The Importance of Learning and Its Parallel in Artificial Intelligence
From Pixels to Patterns: Understanding Learning in Humans and AI
At Neuro Evolution, our mission is to unravel the complexities of artificial intelligence, making it accessible and comprehensible for all. Understanding AI’s mechanisms and potential is paramount for its ethical and advantageous deployment in society. Our goal is to foster a community where curiosity leads the way in exploring AI’s possibilities, ensuring a future where technology is harnessed responsibly and beneficially for humanity. Together, let’s embark on this enlightening journey of discovery, where every step is guided by a shared vision of progress and responsible innovation.
The Importance of Learning: Pixels on a Screen
Imagine learning as pixels on a screen. Each time we learn something new, it adds another pixel to our understanding of the world. The more we learn, the clearer and more detailed the picture becomes. This enhanced understanding allows us to form well-informed opinions and shape the future more effectively. Just as a high-resolution image provides clarity, a well-rounded education and continuous learning enable us to navigate the complexities of life with greater precision and insight.
Just as diverse data, in this case pixels, is crucial for enhancing the accuracy and robustness of computer vision models, diversity within organizations is equally vital. Agile teams composed of individuals from various backgrounds can tackle complex problems more effectively. This is because, much like overlapping pixels in an image to create a clearer and more detailed picture, diverse perspectives in a team overlap and integrate, leading to innovative solutions and improved outcomes. Embracing diversity ensures that a wider range of ideas and experiences are brought to the table, fostering a culture of creativity and resilience.
How We Learn: Neurons and Synapses
Learning is a fascinating process. When we learn something new, our neurons—the brain's fundamental units—come closer together. This physical proximity strengthens the synapses, or connections, between them, making it easier for signals to pass through. Visualizing this, we can see how new knowledge leads to a more interconnected and efficient neural network. The videos below beautifully illustrates
image credit: Yale baby school
Next time, don't be too hard on yourself when you are learning something new, whether it's AI, parenting, or CrossFit. Just remember that your synapses are forming connections. You will get better at it soon!
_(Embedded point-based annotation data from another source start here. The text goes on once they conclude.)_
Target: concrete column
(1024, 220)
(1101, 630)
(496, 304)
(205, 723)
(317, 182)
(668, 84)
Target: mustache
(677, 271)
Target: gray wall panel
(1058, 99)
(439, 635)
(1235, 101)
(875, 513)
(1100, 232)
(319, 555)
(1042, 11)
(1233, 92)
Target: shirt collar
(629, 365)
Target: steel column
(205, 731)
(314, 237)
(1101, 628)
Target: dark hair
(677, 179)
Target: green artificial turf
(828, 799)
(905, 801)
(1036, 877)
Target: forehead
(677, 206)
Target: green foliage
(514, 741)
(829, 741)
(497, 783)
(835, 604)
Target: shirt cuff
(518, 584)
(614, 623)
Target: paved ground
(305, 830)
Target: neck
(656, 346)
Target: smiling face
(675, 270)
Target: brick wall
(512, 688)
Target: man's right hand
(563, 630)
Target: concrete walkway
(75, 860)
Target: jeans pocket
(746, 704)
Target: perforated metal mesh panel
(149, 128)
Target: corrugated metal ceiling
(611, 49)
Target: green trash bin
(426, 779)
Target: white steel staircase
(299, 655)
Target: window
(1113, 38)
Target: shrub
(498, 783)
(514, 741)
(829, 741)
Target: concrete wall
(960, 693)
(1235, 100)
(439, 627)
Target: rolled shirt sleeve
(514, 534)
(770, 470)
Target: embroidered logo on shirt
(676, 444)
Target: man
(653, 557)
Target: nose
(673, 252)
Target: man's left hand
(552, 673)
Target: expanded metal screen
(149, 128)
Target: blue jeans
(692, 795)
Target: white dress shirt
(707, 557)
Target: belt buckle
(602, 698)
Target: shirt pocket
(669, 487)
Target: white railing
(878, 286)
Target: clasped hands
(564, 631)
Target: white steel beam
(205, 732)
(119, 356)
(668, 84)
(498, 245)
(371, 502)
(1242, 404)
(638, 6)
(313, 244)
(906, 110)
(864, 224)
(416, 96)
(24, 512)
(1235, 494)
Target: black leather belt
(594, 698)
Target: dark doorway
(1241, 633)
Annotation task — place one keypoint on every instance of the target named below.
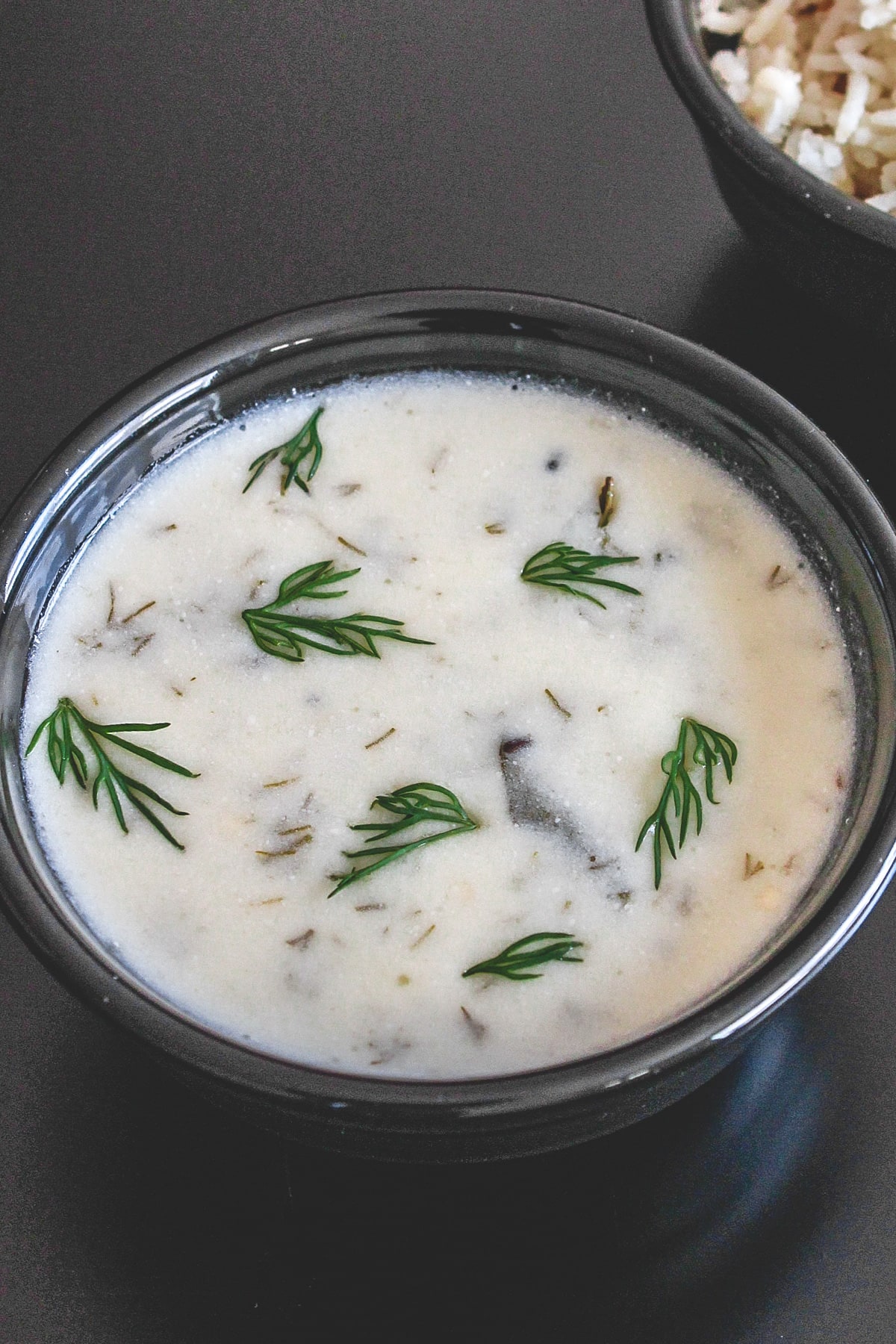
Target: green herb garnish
(63, 752)
(561, 566)
(287, 636)
(709, 749)
(415, 804)
(307, 443)
(534, 951)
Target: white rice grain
(818, 78)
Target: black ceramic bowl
(829, 245)
(699, 396)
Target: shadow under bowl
(832, 246)
(641, 371)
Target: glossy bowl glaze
(699, 396)
(835, 248)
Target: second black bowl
(828, 243)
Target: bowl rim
(199, 1050)
(676, 34)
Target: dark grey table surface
(175, 169)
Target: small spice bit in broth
(474, 1026)
(606, 502)
(556, 703)
(376, 741)
(301, 940)
(284, 853)
(349, 546)
(778, 578)
(141, 641)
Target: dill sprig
(709, 750)
(63, 752)
(414, 806)
(307, 443)
(514, 962)
(287, 635)
(561, 567)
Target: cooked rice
(818, 78)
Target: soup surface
(546, 715)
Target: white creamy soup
(541, 714)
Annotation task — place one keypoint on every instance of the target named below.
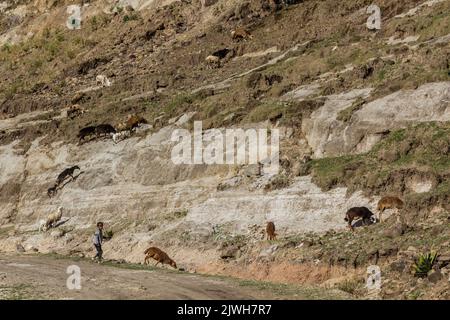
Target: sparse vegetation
(424, 264)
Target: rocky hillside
(361, 113)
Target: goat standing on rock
(270, 231)
(160, 256)
(358, 213)
(51, 220)
(66, 173)
(389, 203)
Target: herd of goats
(125, 129)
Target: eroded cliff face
(330, 137)
(134, 186)
(332, 87)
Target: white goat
(53, 218)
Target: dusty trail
(45, 277)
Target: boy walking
(98, 239)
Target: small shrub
(424, 264)
(349, 286)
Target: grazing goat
(213, 61)
(389, 203)
(104, 129)
(270, 231)
(51, 220)
(134, 121)
(160, 256)
(52, 191)
(74, 111)
(66, 173)
(102, 81)
(240, 33)
(358, 213)
(86, 132)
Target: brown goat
(356, 213)
(159, 255)
(270, 231)
(389, 203)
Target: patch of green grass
(425, 146)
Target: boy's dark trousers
(98, 247)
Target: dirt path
(45, 277)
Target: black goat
(66, 173)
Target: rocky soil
(362, 114)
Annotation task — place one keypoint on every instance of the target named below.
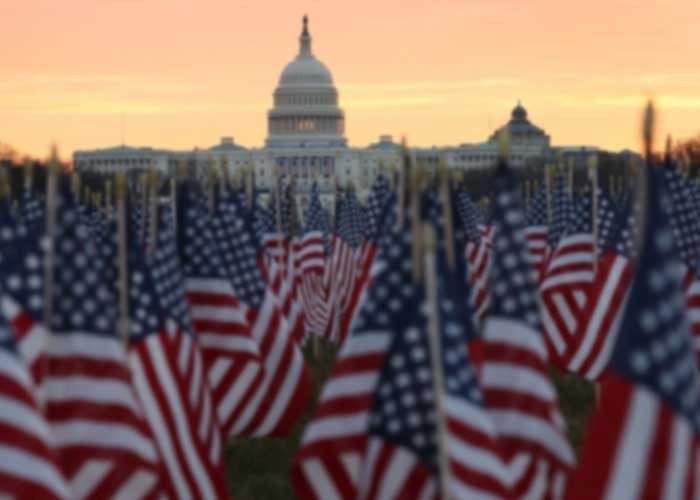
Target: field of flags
(139, 333)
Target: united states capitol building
(306, 140)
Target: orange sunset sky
(182, 73)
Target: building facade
(306, 141)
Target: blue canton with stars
(200, 255)
(145, 314)
(403, 410)
(469, 216)
(582, 221)
(169, 281)
(562, 212)
(21, 264)
(654, 345)
(83, 301)
(239, 249)
(513, 290)
(378, 209)
(350, 221)
(684, 219)
(536, 213)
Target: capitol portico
(306, 140)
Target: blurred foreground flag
(28, 464)
(521, 399)
(643, 438)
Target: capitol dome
(305, 111)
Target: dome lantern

The Parallel in Artificial Intelligence
This biological process has a remarkable parallel in artificial intelligence. In AI, the "neurons" in neural networks connect with one another during the learning process. However, unlike our biological neurons, these AI connections are not physical. Instead, they are mathematical, governed by the "weight parameters" that represent the strength of the connections.
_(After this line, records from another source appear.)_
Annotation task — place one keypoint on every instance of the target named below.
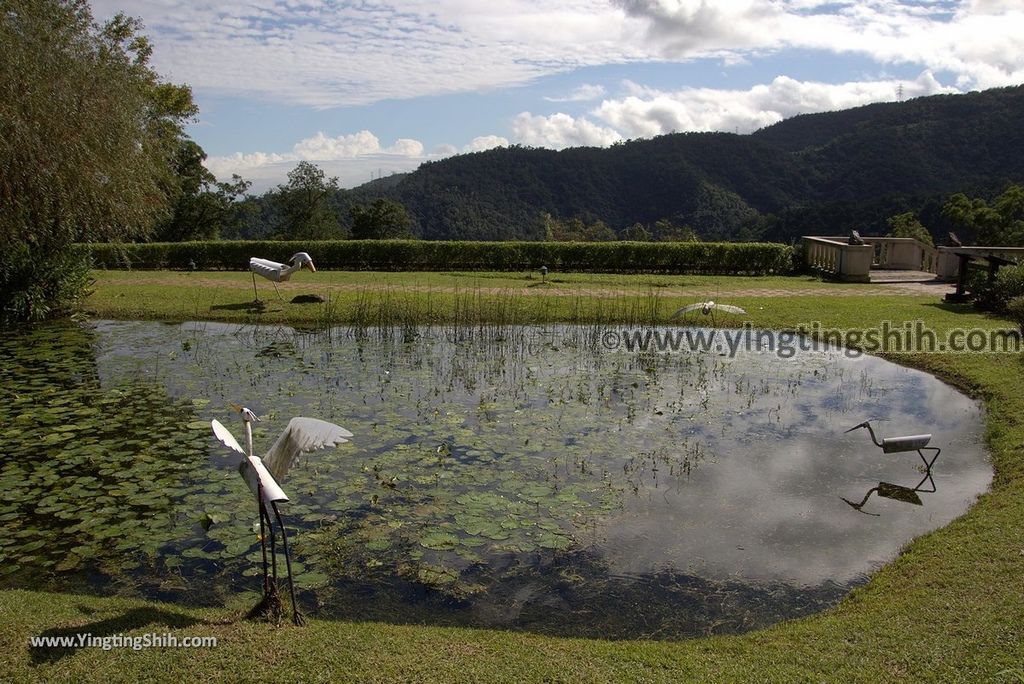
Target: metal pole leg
(296, 616)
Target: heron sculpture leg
(262, 546)
(269, 606)
(928, 464)
(296, 615)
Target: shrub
(619, 257)
(41, 285)
(1008, 285)
(1015, 309)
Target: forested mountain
(812, 173)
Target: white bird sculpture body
(279, 272)
(262, 476)
(910, 442)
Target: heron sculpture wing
(688, 308)
(268, 269)
(224, 435)
(302, 435)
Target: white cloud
(561, 130)
(645, 112)
(977, 40)
(343, 146)
(444, 151)
(483, 142)
(581, 94)
(353, 158)
(330, 54)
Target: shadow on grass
(67, 640)
(250, 307)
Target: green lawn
(949, 608)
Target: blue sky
(367, 87)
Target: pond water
(512, 477)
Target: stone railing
(948, 263)
(836, 257)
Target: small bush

When an AI system learns, it adjusts these weight parameters. Higher weight parameters indicate stronger connections, akin to neurons being closer together. These strong connections signify that the AI has found meaningful relationships among the features or attributes in the data set, much like how our brain strengthens synapses when we understand new concepts.
image credit: 3Blue1Brown - What is a neural network?
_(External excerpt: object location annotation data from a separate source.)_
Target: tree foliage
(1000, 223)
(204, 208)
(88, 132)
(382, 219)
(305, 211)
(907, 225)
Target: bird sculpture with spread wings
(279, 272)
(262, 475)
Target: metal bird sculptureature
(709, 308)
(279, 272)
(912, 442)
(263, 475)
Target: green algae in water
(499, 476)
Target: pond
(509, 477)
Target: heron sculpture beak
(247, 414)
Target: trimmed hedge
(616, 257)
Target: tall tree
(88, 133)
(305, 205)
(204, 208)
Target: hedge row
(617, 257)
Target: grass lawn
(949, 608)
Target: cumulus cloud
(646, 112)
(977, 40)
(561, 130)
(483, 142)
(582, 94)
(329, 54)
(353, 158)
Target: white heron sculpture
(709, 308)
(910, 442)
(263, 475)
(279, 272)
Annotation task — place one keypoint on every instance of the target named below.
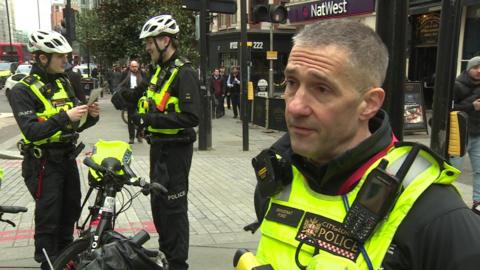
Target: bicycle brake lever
(8, 221)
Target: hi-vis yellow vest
(320, 217)
(157, 96)
(58, 102)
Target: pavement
(220, 196)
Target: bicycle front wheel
(125, 116)
(69, 258)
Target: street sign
(272, 55)
(250, 90)
(214, 6)
(262, 85)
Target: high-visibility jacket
(298, 213)
(59, 100)
(157, 98)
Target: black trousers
(219, 106)
(229, 100)
(54, 183)
(235, 104)
(131, 125)
(170, 166)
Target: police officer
(48, 114)
(349, 196)
(169, 109)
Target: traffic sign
(213, 6)
(272, 55)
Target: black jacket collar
(328, 178)
(44, 76)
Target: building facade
(7, 31)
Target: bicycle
(109, 173)
(124, 115)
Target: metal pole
(243, 72)
(205, 125)
(8, 22)
(445, 73)
(270, 71)
(38, 12)
(391, 27)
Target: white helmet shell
(48, 42)
(163, 24)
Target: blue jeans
(473, 150)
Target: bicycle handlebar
(156, 188)
(12, 209)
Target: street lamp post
(8, 23)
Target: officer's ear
(43, 59)
(372, 101)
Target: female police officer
(48, 114)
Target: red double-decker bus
(14, 52)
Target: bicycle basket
(121, 254)
(119, 150)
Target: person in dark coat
(467, 98)
(132, 77)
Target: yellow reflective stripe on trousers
(278, 244)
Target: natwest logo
(328, 8)
(325, 9)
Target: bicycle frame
(102, 213)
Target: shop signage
(272, 55)
(414, 108)
(256, 45)
(329, 8)
(428, 28)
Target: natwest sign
(328, 9)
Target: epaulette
(179, 62)
(29, 79)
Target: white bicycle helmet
(163, 24)
(48, 42)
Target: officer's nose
(299, 103)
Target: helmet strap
(42, 66)
(160, 51)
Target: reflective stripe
(420, 165)
(50, 109)
(157, 97)
(281, 238)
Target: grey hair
(367, 55)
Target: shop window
(471, 42)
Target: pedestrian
(132, 77)
(171, 102)
(349, 195)
(216, 88)
(48, 115)
(467, 98)
(75, 80)
(233, 90)
(224, 84)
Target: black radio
(376, 198)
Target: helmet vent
(57, 42)
(49, 44)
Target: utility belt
(183, 137)
(53, 151)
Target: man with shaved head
(130, 80)
(343, 192)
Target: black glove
(140, 119)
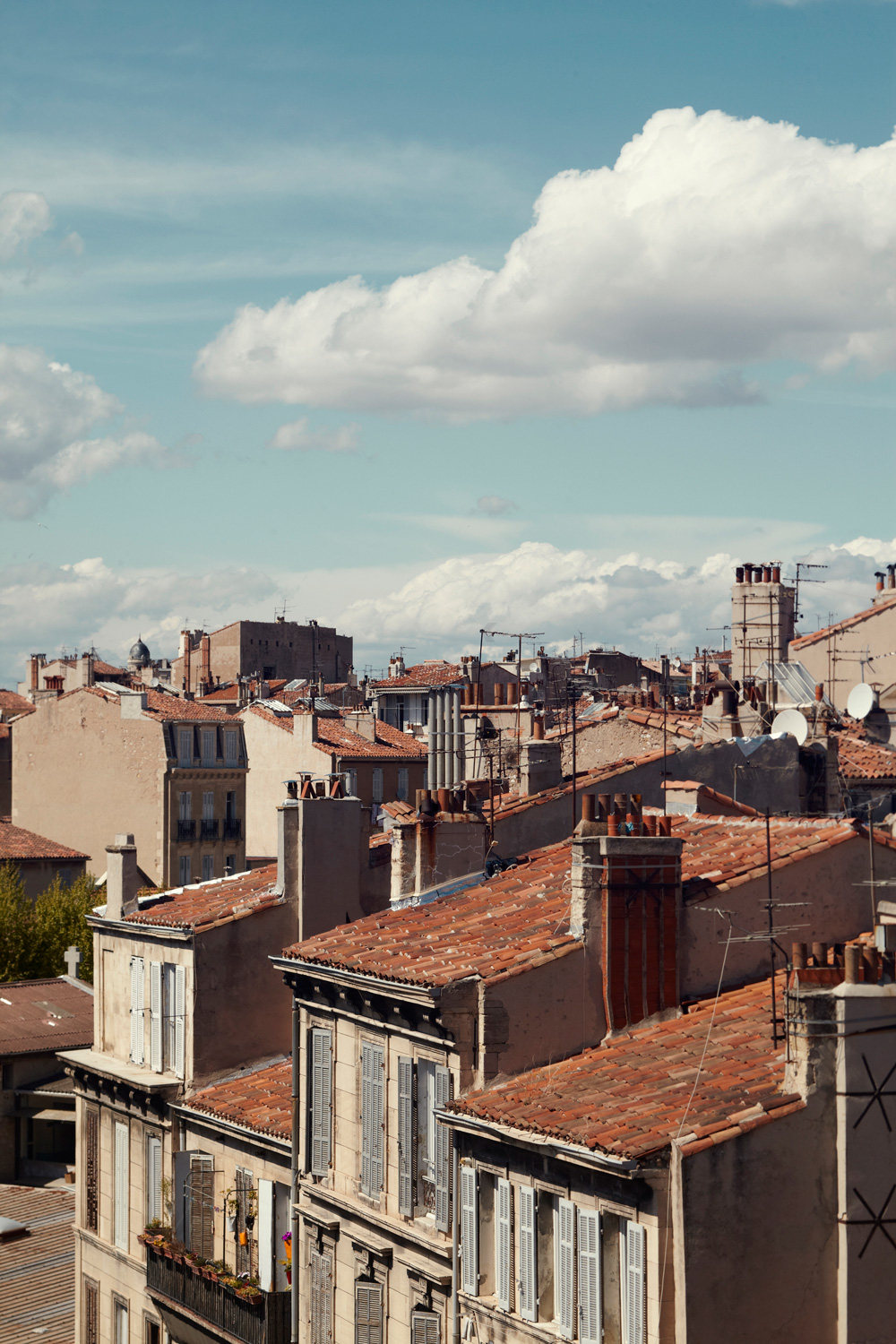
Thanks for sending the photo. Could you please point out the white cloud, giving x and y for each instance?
(46, 411)
(301, 435)
(707, 250)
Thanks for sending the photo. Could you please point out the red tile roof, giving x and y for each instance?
(860, 758)
(632, 1096)
(45, 1015)
(16, 843)
(261, 1099)
(426, 676)
(805, 640)
(210, 903)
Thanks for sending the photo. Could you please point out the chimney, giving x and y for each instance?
(625, 905)
(121, 878)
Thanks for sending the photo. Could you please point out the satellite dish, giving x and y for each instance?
(793, 723)
(861, 701)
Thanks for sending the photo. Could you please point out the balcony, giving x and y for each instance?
(187, 1295)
Traditional AI: A Diligent Student
Traditional AI can be likened to a diligent student who learns from data. It memorizes facts, answers questions, and recognizes patterns. For example, traditional AI can identify objects in images, such as detecting cancer in histology images, enhancing diagnostic accuracy and aiding medical professionals.
Generative AI: Creativity Unleashed
Generative AI, on the other hand, has been trained on vast amounts of data and can generate new information. As mentioned in our last newsletter, large language models like GPT-4, Gemini, and Claude can generate text, write articles, code, and help users solve problems, thereby fostering creativity. Models like MidJourney and DALL-E generate and modify images based on text prompts. These models can also describe images, offering innovative applications across various fields.
Spotlight on PathChat
PathChat is an innovative example of generative AI. PathChat is a versatile and interactive AI copilot that can work with both visual and natural language inputs. It can have important uses in pathology education, research, and clinical decision making with human input. Built by adapting a foundational vision encoder for pathology and combining it with a pre-trained large language model, PathChat was fine-tuned on over 456,000 diverse visual language instructions. It produced more accurate and pathologist-preferable responses to pathology-related queries, showcasing the potential of AI in specialized fields.
image credit: Dr. Faisal Mahmood lab
The Excitement of Technological Advancement
Why is this extremely exciting? Throughout history, writing and drawing have been our primary methods for passing down knowledge. As technology advances, we can capture and communicate knowledge more effectively. Retiring professionals, such as physicians and researchers, can now pass on their vast experience to the next generation, enabling continuous progress.
Envisioning the Future
What does the future look like 50-100 years from now? While we cannot predict with certainty, we know that these technological advancements will have an exponential impact on our lives. As we move forward, let us hope that humanity continues to treat each other with respect and empathy, recognizing the unique value of both human and artificial intelligence.
Stay curious, stay informed, and let’s evolve together.